ÉDITOL’écrasante majorité des 4 millions de réfugiés syriens arrivant en Europe ou entassés dans les camps du Liban, de Jordanie et de Turquie ne fuient pas l’Etat islamique mais Bachar al-Assad. Ils fuient la répression et les tortures en zone gouvernementale ou les bombardements systématiques en zone rebelle. Plus de 80 % des 240 000 personnes tuées lors de ce conflit l’ont été par les soudards du régime. C’est une réalité que l’on ne peut oublier alors que le Parlement français débat de l’intervention aérienne en Syrie contre l’EI. Ces jihadistes, à la différence du boucher de Damas, représentent certes une menace directe pour la France. Jusqu’ici, pourtant, Paris s’était refusé à effectuer dans ce pays des frappes semblables à celle menées depuis déjà un an en Irak aux côtés des Américains et des Britanniques, malgré l’évidente interpénétration de ces deux théâtres d’opération. Il s’agit donc d’une volte-face.
Intervenir dans l’espace aérien syrien, protégé par un système sophistiqué de défense installé par les Russes, implique en effet un accord implicite du régime et une coordination au moins indirecte. Les Américains jouent ce jeu depuis un an. La France le refusait au motif que cette coopération ne peut que renforcer ce dictateur qui a délibérément attisé le développement de l’Etat islamique pour en faire un repoussoir et qui n’a pas hésité à utiliser l’arme chimique contre son propre peuple. La priorité était le renversement de «cet homme qui ne devrait pas avoir sa place sur Terre», comme le martelait Laurent Fabius à l’été 2011. Cette stratégie a été un échec. Toute une partie de la droite, mais pas seulement, clame aujourd’hui qu’il faut choisir le moindre mal, comme lors de la Seconde Guerre mondiale en s’alliant avec Staline contre Hitler. Pour Washington comme pour Londres, la priorité est désormais la lutte contre l’EI, le départ du pouvoir d’Al-Assad pouvant être l’aboutissement d’un processus de transition négocié y compris avec la Russie, voire l’Iran.

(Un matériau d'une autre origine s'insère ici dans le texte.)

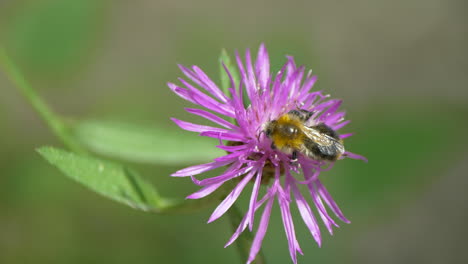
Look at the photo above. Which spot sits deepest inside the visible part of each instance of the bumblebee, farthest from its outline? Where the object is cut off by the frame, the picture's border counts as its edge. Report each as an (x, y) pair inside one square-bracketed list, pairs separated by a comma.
[(290, 134)]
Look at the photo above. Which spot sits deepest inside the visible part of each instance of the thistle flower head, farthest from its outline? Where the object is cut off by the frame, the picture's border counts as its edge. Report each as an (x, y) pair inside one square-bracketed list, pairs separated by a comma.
[(258, 98)]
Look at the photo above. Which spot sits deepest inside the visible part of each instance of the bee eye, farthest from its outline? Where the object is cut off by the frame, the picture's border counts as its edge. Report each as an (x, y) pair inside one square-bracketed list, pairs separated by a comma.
[(291, 131)]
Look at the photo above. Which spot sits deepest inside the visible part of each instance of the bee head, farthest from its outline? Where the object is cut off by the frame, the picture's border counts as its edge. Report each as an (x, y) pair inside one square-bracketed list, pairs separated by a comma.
[(270, 128), (289, 130)]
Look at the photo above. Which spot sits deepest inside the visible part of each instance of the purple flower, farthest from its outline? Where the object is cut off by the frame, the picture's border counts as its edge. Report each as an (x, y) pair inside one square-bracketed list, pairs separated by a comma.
[(250, 156)]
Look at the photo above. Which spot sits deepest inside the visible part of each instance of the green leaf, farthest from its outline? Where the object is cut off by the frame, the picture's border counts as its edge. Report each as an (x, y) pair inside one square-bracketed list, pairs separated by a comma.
[(122, 184), (225, 82), (145, 144), (109, 179)]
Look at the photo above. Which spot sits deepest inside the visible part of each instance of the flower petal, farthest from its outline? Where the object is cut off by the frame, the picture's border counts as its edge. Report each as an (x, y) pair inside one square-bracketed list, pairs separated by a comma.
[(253, 198), (205, 191), (262, 228), (307, 215), (231, 136), (289, 227), (231, 198), (330, 202), (262, 66), (212, 117), (355, 156), (195, 127)]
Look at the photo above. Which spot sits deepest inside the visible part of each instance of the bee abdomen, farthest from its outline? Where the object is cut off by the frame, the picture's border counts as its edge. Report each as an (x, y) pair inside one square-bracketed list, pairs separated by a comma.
[(320, 152)]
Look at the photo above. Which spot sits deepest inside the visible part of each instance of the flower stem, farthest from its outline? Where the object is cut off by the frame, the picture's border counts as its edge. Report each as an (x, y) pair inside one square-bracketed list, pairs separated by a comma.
[(53, 121), (244, 241)]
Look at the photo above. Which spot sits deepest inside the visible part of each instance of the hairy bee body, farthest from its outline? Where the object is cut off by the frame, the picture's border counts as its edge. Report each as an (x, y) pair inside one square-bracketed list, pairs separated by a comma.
[(290, 135)]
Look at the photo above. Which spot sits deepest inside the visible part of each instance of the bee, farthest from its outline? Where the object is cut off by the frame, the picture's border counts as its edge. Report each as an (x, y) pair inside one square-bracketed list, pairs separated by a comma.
[(290, 134)]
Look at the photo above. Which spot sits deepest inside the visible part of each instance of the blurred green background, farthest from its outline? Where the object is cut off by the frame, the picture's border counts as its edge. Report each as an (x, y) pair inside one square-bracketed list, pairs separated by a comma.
[(400, 66)]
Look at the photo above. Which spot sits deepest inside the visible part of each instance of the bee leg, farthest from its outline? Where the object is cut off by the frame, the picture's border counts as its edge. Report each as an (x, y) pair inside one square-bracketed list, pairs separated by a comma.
[(294, 156)]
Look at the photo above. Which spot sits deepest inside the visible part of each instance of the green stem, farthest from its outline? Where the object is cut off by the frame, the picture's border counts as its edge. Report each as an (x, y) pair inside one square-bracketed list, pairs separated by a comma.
[(244, 241), (53, 121)]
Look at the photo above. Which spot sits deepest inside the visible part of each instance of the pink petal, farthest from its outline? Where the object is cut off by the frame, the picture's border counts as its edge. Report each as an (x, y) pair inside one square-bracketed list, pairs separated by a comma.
[(330, 202), (195, 127), (205, 191), (223, 135), (355, 156), (212, 117), (262, 228), (231, 198), (197, 169), (307, 215), (262, 66), (253, 199)]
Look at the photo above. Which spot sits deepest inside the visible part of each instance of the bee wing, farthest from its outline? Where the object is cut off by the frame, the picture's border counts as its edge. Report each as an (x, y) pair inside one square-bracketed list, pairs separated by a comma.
[(324, 142)]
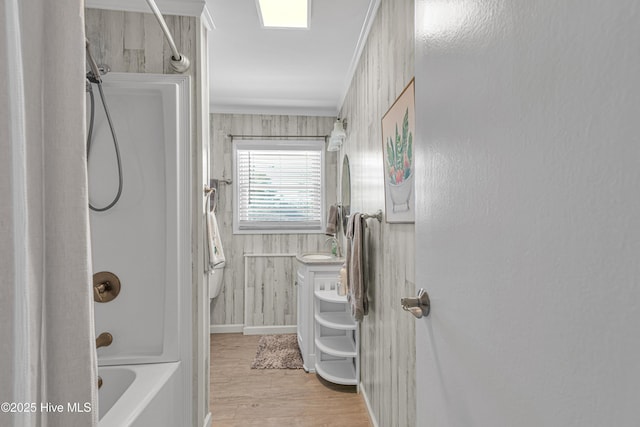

Hollande a pris acte de la nouvelle donne. Lors de sa conférence de presse de rentrée, il rappelait que l’indispensable neutralisation d’Al-Assad aurait lieu «à un moment ou un autre» de la transition. L’implication dans les opérations aériennes en Syrie permettra à Paris d’avoir accès aux informations dont disposent les Américains. Les frappes aériennes tricolores, pourtant, ne changeront pas grand-chose. Elles seront limitées faute de moyens : en un an, l’aviation française a mené en Irak 200 frappes, contre 6 500 pour l’US Force. Le choix de Barack Obama d’une guerre aérienne dans le but «d’affaiblir puis détruire» l’EI montre ses limites. Les forces locales – combattants kurdes ou armée syrienne libre – ne suffisent pas. D’aucuns évoquent une nécessaire intervention au sol, récusée par l’Elysée car «irréaliste et inconséquente». Le vrai défi reste de définir une stratégie qui permette à la fois de combattre l’EI et le régime assassin que fuient par millions les Syriens.